Assemblywoman Amy Paulin
Bill will benefit the 65,000+ NYers currently living with Parkinson’s Disease
Assemblywoman Amy Paulin announces the passage of her legislation to establish a state Parkinson’s Disease Registry (A.5803/S.4674) which would provide for the collection of data on the incidence and prevalence of Parkinson’s disease (PD). The registry will help expand understanding of PD and advance research towards prevention, treatment and an eventual cure.
A registry of people with Parkinson’s will help researchers identify high-risk groups, detect prevalence patterns among the New York population, and uncover disparities in treatment in marginalized communities. Currently, ten other states, including California, already have such a registry.

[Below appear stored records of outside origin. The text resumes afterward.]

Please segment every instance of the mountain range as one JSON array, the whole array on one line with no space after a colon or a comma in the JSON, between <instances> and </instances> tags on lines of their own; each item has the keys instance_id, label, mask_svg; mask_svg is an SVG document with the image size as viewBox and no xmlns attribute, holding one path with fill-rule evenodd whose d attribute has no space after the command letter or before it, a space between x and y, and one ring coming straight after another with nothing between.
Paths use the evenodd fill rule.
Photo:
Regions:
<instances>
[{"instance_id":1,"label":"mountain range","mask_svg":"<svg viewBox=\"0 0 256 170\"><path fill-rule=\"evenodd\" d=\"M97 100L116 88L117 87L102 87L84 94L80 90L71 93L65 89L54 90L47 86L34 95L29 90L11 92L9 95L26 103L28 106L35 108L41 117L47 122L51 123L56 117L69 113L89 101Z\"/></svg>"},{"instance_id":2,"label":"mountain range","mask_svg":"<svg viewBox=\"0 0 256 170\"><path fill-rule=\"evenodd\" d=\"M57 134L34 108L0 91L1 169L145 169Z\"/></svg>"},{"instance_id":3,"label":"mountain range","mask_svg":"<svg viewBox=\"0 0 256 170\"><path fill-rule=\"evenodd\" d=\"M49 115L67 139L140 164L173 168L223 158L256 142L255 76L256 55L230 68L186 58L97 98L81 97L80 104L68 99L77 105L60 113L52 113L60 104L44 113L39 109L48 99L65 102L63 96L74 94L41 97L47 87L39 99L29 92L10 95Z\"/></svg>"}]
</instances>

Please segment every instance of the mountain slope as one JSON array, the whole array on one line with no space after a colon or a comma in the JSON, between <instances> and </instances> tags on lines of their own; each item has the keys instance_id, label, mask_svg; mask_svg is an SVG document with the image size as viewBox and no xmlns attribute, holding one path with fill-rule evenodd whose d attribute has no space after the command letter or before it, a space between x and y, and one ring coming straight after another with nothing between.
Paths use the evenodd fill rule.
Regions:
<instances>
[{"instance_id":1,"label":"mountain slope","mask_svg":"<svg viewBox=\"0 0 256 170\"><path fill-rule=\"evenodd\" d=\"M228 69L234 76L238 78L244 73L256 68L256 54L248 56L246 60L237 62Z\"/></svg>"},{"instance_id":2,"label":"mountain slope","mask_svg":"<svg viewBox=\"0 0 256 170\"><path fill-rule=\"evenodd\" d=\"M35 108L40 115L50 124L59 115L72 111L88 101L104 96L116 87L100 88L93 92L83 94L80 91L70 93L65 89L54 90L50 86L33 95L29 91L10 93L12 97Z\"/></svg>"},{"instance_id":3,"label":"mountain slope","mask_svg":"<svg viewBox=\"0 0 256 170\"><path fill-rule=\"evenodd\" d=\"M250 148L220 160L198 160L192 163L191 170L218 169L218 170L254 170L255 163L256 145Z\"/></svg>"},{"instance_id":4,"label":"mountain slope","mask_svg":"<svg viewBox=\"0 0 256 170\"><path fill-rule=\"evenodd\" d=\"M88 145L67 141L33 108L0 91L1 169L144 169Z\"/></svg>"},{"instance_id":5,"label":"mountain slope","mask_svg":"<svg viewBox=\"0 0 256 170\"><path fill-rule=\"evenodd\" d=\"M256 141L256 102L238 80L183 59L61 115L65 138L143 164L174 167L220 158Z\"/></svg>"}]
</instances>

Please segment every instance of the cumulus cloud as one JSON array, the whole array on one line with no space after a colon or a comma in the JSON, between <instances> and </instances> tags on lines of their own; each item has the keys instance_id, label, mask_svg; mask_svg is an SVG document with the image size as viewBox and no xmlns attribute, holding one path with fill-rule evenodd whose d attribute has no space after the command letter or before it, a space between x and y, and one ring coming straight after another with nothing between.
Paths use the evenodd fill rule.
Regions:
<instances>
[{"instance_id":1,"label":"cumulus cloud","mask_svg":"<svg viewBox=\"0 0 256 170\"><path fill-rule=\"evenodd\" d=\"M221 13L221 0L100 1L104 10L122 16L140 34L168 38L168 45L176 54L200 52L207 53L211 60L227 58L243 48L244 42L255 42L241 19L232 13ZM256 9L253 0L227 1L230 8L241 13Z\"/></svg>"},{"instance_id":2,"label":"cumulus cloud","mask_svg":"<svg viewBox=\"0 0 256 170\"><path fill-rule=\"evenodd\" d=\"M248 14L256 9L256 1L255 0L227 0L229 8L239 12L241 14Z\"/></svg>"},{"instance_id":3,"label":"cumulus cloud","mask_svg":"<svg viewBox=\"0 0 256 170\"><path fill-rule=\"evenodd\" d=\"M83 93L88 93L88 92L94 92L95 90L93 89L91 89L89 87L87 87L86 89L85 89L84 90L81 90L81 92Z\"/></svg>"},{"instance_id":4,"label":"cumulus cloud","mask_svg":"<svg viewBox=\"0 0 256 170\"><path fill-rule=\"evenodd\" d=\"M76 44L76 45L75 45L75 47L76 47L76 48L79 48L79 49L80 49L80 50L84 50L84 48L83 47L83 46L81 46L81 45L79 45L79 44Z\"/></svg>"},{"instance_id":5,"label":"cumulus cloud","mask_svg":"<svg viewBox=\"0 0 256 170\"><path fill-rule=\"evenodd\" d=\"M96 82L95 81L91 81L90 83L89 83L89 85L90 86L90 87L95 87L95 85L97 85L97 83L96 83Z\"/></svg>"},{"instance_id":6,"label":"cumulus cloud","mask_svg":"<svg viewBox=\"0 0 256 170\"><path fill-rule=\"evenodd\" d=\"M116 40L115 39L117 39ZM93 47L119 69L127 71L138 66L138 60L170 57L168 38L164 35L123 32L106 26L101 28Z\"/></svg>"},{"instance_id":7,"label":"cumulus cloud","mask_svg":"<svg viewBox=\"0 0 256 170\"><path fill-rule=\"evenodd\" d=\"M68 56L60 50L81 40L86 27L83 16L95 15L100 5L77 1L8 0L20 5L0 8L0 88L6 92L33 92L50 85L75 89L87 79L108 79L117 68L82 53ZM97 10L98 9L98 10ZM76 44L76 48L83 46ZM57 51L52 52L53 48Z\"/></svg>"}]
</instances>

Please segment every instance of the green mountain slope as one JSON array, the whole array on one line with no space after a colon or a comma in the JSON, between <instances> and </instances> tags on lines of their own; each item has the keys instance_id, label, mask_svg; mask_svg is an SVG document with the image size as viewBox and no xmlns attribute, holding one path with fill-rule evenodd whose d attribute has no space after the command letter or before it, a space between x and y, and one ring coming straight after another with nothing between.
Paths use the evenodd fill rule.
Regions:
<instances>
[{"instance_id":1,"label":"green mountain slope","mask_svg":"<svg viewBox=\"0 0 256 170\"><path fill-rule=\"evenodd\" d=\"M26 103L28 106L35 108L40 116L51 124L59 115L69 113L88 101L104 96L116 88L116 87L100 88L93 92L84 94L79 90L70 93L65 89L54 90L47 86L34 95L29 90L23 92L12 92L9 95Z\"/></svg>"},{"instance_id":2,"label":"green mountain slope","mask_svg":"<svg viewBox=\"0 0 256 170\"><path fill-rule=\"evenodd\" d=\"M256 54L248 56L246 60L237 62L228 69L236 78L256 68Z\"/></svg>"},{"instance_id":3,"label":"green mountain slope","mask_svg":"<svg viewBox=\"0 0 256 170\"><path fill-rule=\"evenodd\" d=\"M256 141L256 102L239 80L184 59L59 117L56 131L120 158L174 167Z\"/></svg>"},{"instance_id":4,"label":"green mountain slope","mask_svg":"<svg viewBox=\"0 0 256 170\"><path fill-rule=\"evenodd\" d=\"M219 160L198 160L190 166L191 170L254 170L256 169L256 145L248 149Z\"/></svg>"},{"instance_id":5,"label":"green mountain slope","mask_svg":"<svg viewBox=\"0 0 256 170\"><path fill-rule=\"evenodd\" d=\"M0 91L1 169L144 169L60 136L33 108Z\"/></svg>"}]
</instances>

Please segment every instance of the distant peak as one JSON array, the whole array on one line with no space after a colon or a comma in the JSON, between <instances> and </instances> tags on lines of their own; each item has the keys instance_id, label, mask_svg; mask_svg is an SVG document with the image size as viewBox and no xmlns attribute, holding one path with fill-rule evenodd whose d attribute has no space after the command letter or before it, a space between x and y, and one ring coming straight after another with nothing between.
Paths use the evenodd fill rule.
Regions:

“There are many researchers, doctors and advocates who are working to win the battle against Parkinson’s Disease,” said Assembly Member and Health Committee Chair Amy Paulin. “I’m proud to have authored the Parkinson’s Disease Registry bill to help in their fight against this disease, and am thrilled that it has now been signed into law. The more data we can give to researchers, the better they can direct their efforts to find a cure and more advanced therapies. I thank State Senator Hoylman-Sigal for his partnership on the bill, I thank The Michael J. Fox Foundation for their staunch advocacy, and I thank Governor Hochul for taking this important step forward in the fight against Parkinson’s Disease.”
State Senator Brad Hoylman-Sigal said, “Parkinson’s disease is the second most common and fastest-growing neurological disorder in the world. It currently impacts approximately 65,000 New Yorkers and those numbers are expected to increase. I’m thrilled that Governor Hochul signed our bill (S.4674A) with Assembly Member Paulin, which unanimously passed both legislative houses, to establish the New York State Parkinson’s Disease Registry. This new database will help facilitate the collection and utilization of Parkinson’s Disease data so public health officials can better measure the incidence and prevalence of the disease and use that information to provide vital contributions towards Parkinson’s research. I’m extremely grateful to the Michael J. Fox Foundation for Parkinson’s Research for helping us craft, and advocate for, this important legislation which will advance research and innovation to better prevent, diagnose, treat and ultimately cure Parkinson’s Disease.”
“The signing of New York’s Parkinson’s research registry bill into law is a monumental step forward for the Parkinson’s community,” said Julia Pitcher, director of state government relations at The Michael J. Fox Foundation for Parkinson’s Research. “After two years of dedicated advocacy, we are thrilled to see this moment come to fruition and applaud Assembly Member Paulin and State Senator Hoylman-Sigal for their leadership on the bill. We’re grateful to Governor Hochul for her commitment to improving the lives of more than 65,000 people living with Parkinson’s across this diverse state. The registry will provide critical data, offering researchers, clinicians and policymakers the insights they need to better understand the prevalence and progression of Parkinson’s disease and paving the way for advancements in treatment and care.”
Parkinson’s disease is a progressive neurological disorder that causes unintended and uncontrollable movements and affects the lives of nearly 1 million Americans. The U.S. spends $52 billion annually on Parkinson’s treatment, and in New York alone, the direct and indirect costs to care total $3.3 billion each year. Research shows that the prevalence of Parkinson’s disease has doubled over the past 25 years, yet much remains a mystery about this currently incurable disease.
“Creating a Parkinson’s registry in New York will help expand researchers’ understanding of the disease in order to ultimately improve the lives of those impacted,” said Paulin. “California, Maryland, Missouri, Nebraska, Nevada, Ohio, South Carolina, Utah, Washington, and West Virginia already have statewide Parkinson’s registries. I’m so pleased that New York will now also be able to contribute to the development of therapies, treatments and eventually a cure of Parkinson’s Disease.”
A.5803/S.4674 was sponsored in the New York State Senate by Senator Brad Hoylman-Sigal.